Халиулла-абзый насупился, но, соглашаясь, закивал:

— Ладно, дети, пройдите к полю вдоль балки. Заодно травы накосите. Лошади надо что-нибудь ночью пожевать.

Это мне сказал Халиулла-абзый. И ещё троим ребятам, что играли с нами в футбол. А Габдулла отнёс веники и не вернулся, незаметно смылся в сад. Калимулла спрятался за поленницу дров. И Хабибулла бы улизнул, да только он очень любит щавель. Как окажется в поле, глаз не отрывает от земли. А то, бывало, растянется на пузе и лёжа уплетает кислый щавель. Наш бычок и тот не так любит щавель, как Хабибулла. По этому он первый прыгнул в телегу и занял место поудобнее. Остальные его братья не то испугались, что и всем влетит за сапоги, не то после игры в футбол устали, и теперь лень было ехать в поле.

Я хотел отворить ворота и, зайдя во двор, подналёг на перекладину, чтобы отбросить её, но кто-то сильно толкнул ворота, и я не успел отскочить, шлёпнулся бы на землю. Гляжу, стоит в воротах косой Ханафи, муэдзин.[5] Борода взъерошена, глаза вытаращены, злобно сверкают. К тому же Ханафи не один пришёл, привёл с собой четверых стариков.

Этот тщедушный на вид, сутуловатый пожилой человек во все времена года ходил в лёгкой латаной одежде и потёртой каракулевой шапчонке. Мне не раз доводилось слышать, как он ядовито высмеивал парней и девушек, прогуливающихся под руку.

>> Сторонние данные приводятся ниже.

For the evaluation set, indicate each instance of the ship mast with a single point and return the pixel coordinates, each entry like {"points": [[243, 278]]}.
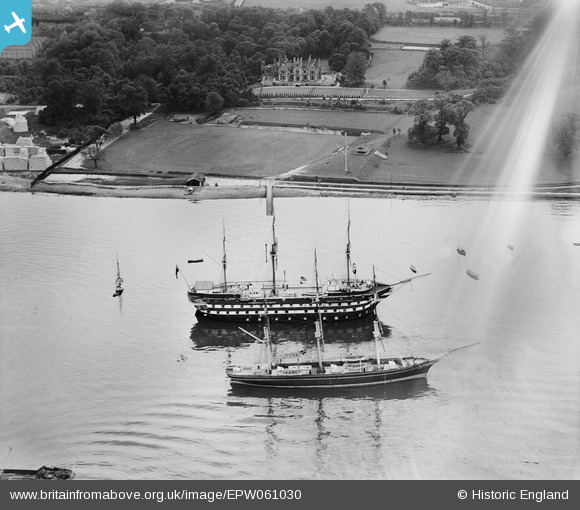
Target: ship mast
{"points": [[273, 255], [319, 334], [377, 335], [348, 250], [224, 256]]}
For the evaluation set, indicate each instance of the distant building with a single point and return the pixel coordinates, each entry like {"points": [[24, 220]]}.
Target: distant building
{"points": [[296, 71], [29, 50]]}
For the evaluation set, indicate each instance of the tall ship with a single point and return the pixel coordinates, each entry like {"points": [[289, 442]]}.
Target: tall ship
{"points": [[333, 300]]}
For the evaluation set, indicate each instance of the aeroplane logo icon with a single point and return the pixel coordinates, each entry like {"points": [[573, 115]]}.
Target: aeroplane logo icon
{"points": [[18, 22]]}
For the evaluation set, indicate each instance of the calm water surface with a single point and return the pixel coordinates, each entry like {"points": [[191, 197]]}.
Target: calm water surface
{"points": [[135, 388]]}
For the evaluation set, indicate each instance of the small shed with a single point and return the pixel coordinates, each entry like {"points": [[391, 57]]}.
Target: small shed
{"points": [[195, 179], [363, 149]]}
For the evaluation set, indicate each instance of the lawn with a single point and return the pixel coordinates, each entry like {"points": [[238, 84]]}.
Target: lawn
{"points": [[392, 5], [167, 147], [392, 64], [435, 34]]}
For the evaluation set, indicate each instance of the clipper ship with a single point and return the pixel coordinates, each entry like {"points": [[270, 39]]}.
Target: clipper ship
{"points": [[334, 300]]}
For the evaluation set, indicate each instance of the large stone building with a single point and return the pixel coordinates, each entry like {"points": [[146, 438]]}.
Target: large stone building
{"points": [[296, 71]]}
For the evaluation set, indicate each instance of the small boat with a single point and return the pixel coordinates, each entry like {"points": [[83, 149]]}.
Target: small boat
{"points": [[119, 286], [472, 274], [351, 371], [44, 473], [342, 373]]}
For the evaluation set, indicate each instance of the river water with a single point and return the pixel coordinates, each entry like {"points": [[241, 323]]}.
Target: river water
{"points": [[135, 388]]}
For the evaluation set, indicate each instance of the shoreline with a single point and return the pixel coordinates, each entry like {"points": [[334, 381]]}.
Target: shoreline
{"points": [[245, 190]]}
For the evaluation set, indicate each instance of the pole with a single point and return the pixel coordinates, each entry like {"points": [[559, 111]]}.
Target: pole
{"points": [[377, 335], [273, 254], [348, 249]]}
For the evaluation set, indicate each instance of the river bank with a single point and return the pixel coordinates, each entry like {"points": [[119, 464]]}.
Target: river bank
{"points": [[229, 188]]}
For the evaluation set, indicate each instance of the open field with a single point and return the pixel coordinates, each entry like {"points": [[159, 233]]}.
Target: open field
{"points": [[166, 147], [169, 147], [392, 5], [435, 34], [394, 65]]}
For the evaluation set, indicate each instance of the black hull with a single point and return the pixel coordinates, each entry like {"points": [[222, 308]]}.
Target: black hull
{"points": [[44, 473], [344, 380], [331, 307]]}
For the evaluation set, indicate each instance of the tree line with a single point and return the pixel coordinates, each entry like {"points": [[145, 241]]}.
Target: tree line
{"points": [[113, 62]]}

Он прогонял палкой тех — будь то мужчина или женщина, — кто заходит к соседям в гости босиком или без головного убора: это якобы по мусульманским обычаям является дурным поступком.

При виде его у меня в голове промелькнула мысль: «Что же мы натворили? Почему к нам явился этот злой человек?..»

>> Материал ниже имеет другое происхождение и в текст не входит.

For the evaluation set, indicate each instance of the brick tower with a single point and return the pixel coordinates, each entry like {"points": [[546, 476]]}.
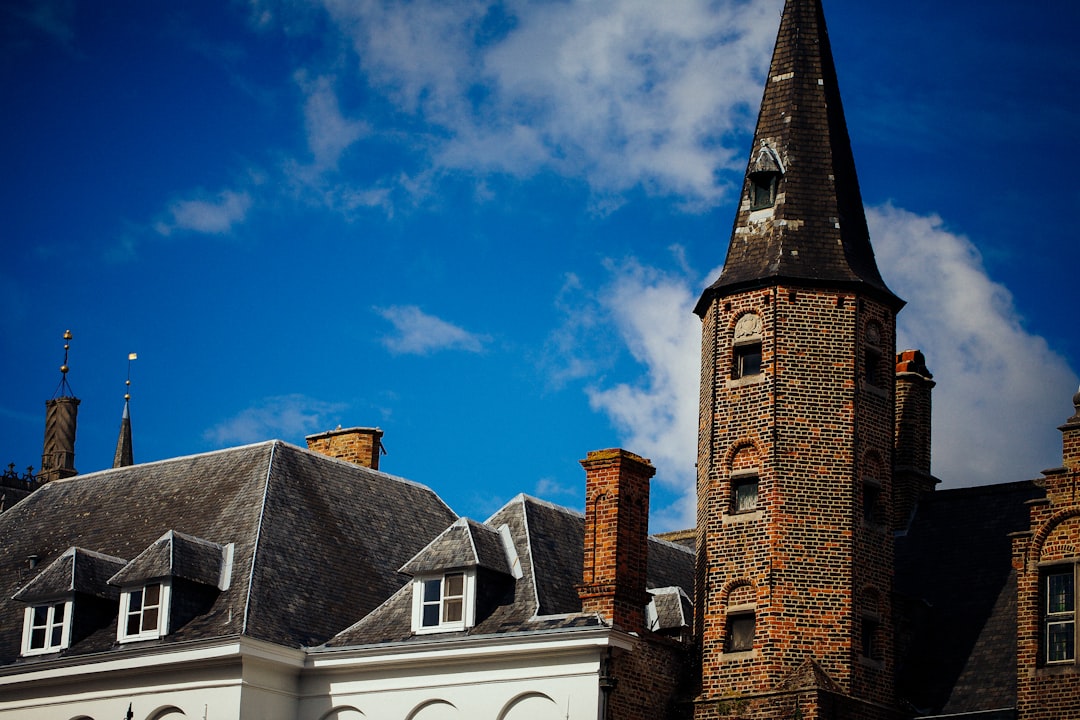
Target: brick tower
{"points": [[796, 424]]}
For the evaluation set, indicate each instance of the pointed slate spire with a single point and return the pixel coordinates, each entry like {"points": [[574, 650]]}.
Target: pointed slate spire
{"points": [[800, 219], [124, 454]]}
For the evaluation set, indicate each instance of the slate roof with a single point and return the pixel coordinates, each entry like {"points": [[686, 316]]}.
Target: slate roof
{"points": [[549, 542], [818, 232], [77, 570], [177, 555], [316, 541], [464, 544], [955, 578]]}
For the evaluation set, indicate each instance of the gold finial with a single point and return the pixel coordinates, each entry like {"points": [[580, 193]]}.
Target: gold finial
{"points": [[63, 390]]}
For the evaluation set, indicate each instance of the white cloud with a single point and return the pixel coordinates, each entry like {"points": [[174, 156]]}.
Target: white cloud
{"points": [[420, 334], [287, 417], [329, 132], [210, 216], [648, 312], [1001, 391], [620, 93]]}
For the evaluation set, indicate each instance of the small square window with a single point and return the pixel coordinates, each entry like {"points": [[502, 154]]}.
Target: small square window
{"points": [[441, 602], [740, 633], [872, 367], [746, 361], [144, 612], [744, 493], [871, 630], [1060, 615], [46, 628]]}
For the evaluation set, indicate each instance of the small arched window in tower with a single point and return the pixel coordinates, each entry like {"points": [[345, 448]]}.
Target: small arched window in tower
{"points": [[873, 368], [764, 176], [746, 351], [740, 621], [869, 627]]}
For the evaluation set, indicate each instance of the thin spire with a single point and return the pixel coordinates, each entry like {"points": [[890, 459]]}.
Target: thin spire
{"points": [[64, 390], [124, 454], [800, 218]]}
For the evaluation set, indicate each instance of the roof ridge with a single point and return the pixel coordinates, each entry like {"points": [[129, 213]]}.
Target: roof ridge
{"points": [[258, 538]]}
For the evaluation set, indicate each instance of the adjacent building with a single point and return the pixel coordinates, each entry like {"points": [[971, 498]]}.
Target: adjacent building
{"points": [[826, 578]]}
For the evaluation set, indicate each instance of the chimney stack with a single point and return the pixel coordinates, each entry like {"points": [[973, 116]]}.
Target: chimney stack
{"points": [[360, 446], [57, 456], [910, 475], [617, 527], [57, 453]]}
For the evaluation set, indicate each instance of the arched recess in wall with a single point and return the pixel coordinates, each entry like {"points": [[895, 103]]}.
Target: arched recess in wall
{"points": [[1042, 535], [165, 711], [342, 712], [434, 709], [530, 706]]}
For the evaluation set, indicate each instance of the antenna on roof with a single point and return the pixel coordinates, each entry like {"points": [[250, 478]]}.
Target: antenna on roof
{"points": [[64, 390]]}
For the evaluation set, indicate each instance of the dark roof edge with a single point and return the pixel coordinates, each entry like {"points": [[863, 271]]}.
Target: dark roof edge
{"points": [[881, 294]]}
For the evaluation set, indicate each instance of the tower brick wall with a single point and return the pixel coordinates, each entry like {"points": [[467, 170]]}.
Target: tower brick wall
{"points": [[1048, 688], [912, 464], [356, 445], [616, 547], [57, 453], [815, 426]]}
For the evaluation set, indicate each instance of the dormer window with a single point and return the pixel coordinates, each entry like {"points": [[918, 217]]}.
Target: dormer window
{"points": [[764, 176], [144, 612], [444, 602], [46, 627]]}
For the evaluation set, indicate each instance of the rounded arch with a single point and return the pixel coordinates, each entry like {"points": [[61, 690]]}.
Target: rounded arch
{"points": [[873, 465], [433, 709], [743, 454], [1040, 535], [342, 712], [530, 705], [746, 326], [165, 711]]}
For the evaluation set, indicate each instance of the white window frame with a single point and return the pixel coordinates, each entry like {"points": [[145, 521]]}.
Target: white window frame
{"points": [[50, 625], [164, 598], [1066, 619], [468, 599]]}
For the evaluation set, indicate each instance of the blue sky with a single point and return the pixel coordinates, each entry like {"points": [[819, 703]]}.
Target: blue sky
{"points": [[483, 226]]}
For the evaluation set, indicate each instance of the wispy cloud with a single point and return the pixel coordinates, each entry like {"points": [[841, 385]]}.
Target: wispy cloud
{"points": [[419, 334], [1001, 391], [285, 417], [213, 216], [619, 94]]}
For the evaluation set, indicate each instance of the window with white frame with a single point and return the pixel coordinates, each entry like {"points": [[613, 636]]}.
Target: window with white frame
{"points": [[144, 612], [443, 602], [1060, 614], [46, 627]]}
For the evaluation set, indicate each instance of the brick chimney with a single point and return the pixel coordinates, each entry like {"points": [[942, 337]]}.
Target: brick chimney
{"points": [[1070, 438], [910, 474], [360, 446], [57, 453], [617, 526]]}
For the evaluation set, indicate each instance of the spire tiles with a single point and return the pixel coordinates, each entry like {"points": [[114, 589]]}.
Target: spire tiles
{"points": [[800, 218]]}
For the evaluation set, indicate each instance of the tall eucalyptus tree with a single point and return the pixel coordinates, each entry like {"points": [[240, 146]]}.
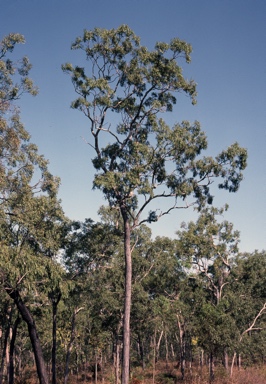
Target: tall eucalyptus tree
{"points": [[123, 90]]}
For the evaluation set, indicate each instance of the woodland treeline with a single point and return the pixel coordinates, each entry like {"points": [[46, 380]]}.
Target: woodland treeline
{"points": [[95, 300]]}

Ханафи, раскрасневшийся, как рассерженный индюк, вплотную приблизился к Халиулле-абзыю. Задрав голову, выставил растрёпанную бородёнку, сузил глаза да так и замер в этой позе. Только ноздри раздувались и шумно втягивали воздух. Вдруг встрепенулся, ткнул в воздух толстой палкой, показывая на дым, вьющийся из трубы над нашей крышей. Он прокашлялся, чтобы голос его звучал громче, и начал возмущённо кричать, брызжа прямо в лицо Халиулле-абзыю слюной. Он говорил торопливо и задыхался. Произносил какие-то странные слова, якобы из корана, смысл которых мне был непонятен.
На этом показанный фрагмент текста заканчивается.